Court examines post-employment obligations in customer-facing roles
The Court of King's Bench of Alberta recently dealt with an application for an interlocutory injunction, where a company sought to prevent their former employee from working with clients at her new workplace.
The worker argued she never held significant authority in the organisation and was merely carrying out administrative tasks under management's direction, despite the company's claims about her role.
The case examined what makes someone a fiduciary who owes special duties to their employer. It highlighted important considerations about worker mobility, client relationships, and post-employment obligations that continue to affect many industries today.
Understanding fiduciary duties at work
The dispute emerged in the printing industry, where the worker had spent most of her career. After working in her family's printing business until 1999, she joined her former employer as an order entry clerk. Her role evolved to include scheduling, planning, estimating, and providing quotes to clients.
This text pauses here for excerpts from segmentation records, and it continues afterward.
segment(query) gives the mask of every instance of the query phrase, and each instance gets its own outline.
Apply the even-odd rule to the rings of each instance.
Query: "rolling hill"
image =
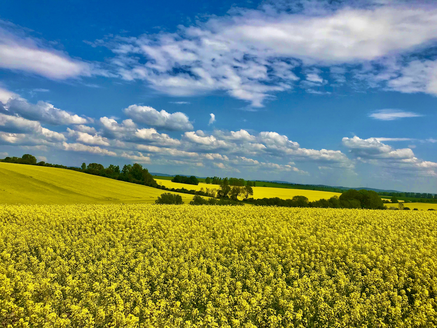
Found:
[[[178,183],[172,182],[170,180],[164,179],[155,179],[158,184],[169,188],[185,188],[185,189],[200,190],[201,188],[204,189],[206,188],[215,188],[218,189],[219,186],[218,185],[208,185],[206,183],[199,183],[197,185],[187,185],[184,183]],[[270,187],[253,187],[253,197],[257,198],[264,198],[266,197],[279,197],[283,199],[288,198],[292,198],[293,196],[305,196],[308,198],[310,202],[318,200],[321,198],[328,199],[333,196],[340,196],[341,194],[338,192],[330,192],[319,191],[318,190],[308,190],[302,189],[288,189],[287,188],[278,188]],[[241,199],[241,197],[239,199]]]
[[[0,162],[0,204],[152,203],[163,192],[69,170]],[[185,203],[193,198],[180,195]]]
The former employer claimed she was a key employee based on her supposed title as "general manager," placement in the organisational chart, and scope of duties. However, the worker testified she never held that title and was unaware of her placement in the organisation's leadership team on their website.
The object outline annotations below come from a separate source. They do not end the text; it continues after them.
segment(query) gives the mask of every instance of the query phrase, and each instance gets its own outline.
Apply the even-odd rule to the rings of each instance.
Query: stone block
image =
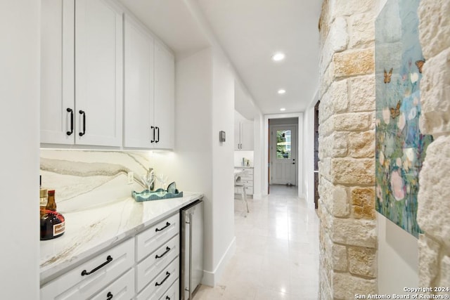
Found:
[[[419,246],[419,287],[431,287],[437,272],[440,244],[426,235],[420,235]]]
[[[364,279],[352,276],[348,273],[334,273],[333,274],[333,298],[338,299],[353,299],[355,294],[374,294],[377,291],[377,281],[375,279]],[[329,300],[328,299],[328,300]]]
[[[420,131],[450,133],[450,48],[428,60],[422,70]]]
[[[323,46],[321,51],[319,68],[326,67],[331,61],[335,53],[345,50],[348,41],[347,21],[345,18],[336,18],[331,23],[330,32],[324,40]]]
[[[353,217],[375,220],[375,189],[373,188],[354,188],[352,190]]]
[[[375,159],[333,158],[330,164],[331,182],[355,185],[375,184]]]
[[[450,48],[450,2],[422,0],[418,10],[419,37],[425,58]]]
[[[349,80],[348,111],[375,111],[375,76],[358,76]]]
[[[333,268],[345,272],[347,270],[347,247],[340,244],[333,245]]]
[[[333,0],[329,7],[331,18],[344,15],[352,15],[371,11],[375,8],[373,0]]]
[[[344,157],[348,152],[348,132],[335,131],[330,136],[323,138],[323,156],[325,157]]]
[[[328,66],[323,66],[323,67],[325,69],[319,68],[320,84],[319,96],[320,98],[323,96],[331,83],[334,81],[335,64],[331,61]]]
[[[342,185],[334,185],[328,181],[323,181],[321,197],[328,213],[333,216],[345,218],[350,214],[347,188]]]
[[[450,136],[427,149],[419,174],[417,221],[420,228],[450,248]]]
[[[348,138],[348,156],[375,157],[375,131],[351,132]]]
[[[347,50],[335,53],[334,77],[335,79],[357,75],[366,75],[375,72],[373,48]]]
[[[365,131],[374,126],[373,112],[353,112],[333,116],[333,131]]]
[[[350,273],[371,278],[376,277],[376,249],[361,247],[349,247],[348,259]]]
[[[349,48],[373,47],[375,42],[375,22],[372,11],[352,15],[349,18]]]
[[[335,218],[331,238],[335,243],[374,248],[376,225],[374,220]]]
The Court found that the worker primarily handled administrative tasks under the owner's direction, including customer service, maintaining client relationships, ordering supplies, and scheduling jobs.
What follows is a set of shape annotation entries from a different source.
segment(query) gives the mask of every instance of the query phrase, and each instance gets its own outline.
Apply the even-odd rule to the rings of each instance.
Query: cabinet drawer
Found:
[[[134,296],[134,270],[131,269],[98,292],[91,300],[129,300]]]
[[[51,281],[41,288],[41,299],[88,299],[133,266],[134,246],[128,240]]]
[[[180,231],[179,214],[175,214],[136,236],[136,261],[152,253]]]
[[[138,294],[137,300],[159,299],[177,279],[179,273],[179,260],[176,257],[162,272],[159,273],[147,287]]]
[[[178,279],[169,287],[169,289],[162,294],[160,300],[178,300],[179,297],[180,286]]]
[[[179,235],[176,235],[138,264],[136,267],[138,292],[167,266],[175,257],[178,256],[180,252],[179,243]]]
The Court explained that employee fiduciary duties arise when workers have significant power over company operations. The analysis focused on whether the worker had "actual authority or control over the employer's operation" rather than just being good at her job.
This principle was illustrated in earlier cases. The Court quoted a previous decision: "That [the employer] needed [the worker], or relied upon her to be the backbone of one of their profit center[s] does not make her into a 'key employee' for the purpose of affixing fiduciary duties."
Post-employment client relationships and duties
After ending her employment, the worker sent emails to former clients informing them of her new contact information. While some messages praised her new employer, the Court found insufficient evidence of active solicitation.
The Court noted that customer identities were generally known in the printing industry, and companies often sourced multiple providers for jobs.
The worker testified she reconstructed contact information from memory or found it through public sources like corporate websites and LinkedIn.
‘Valuable employees’ vs fiduciaries
In examining the evidence, the Court noted several factors that indicated the worker was not a fiduciary: she was an hourly wage employee, had no written job description or performance reviews, and was not a director or officer of the company.
The Court's conclusion emphasised the distinction between valuable employees and fiduciaries: "[The worker] was not there to lead the company. That was the purview of [the owner]. [The worker's] duties essentially were scheduling, planning, estimating, stock purchasing and providing quotes to clients, and carrying out the instructions of [the owner] with respect to any other administrative tasks specifically assigned."
The Court further explained: "The value or competence of the employee does not, by itself, provide the required degree of vulnerability."
Finally, in dismissing the application, the Court stated: "What is missing is the employee having such discretion and power to make business decisions such that the employer's legal or practical interests are vulnerable to the exercise of that power discretion."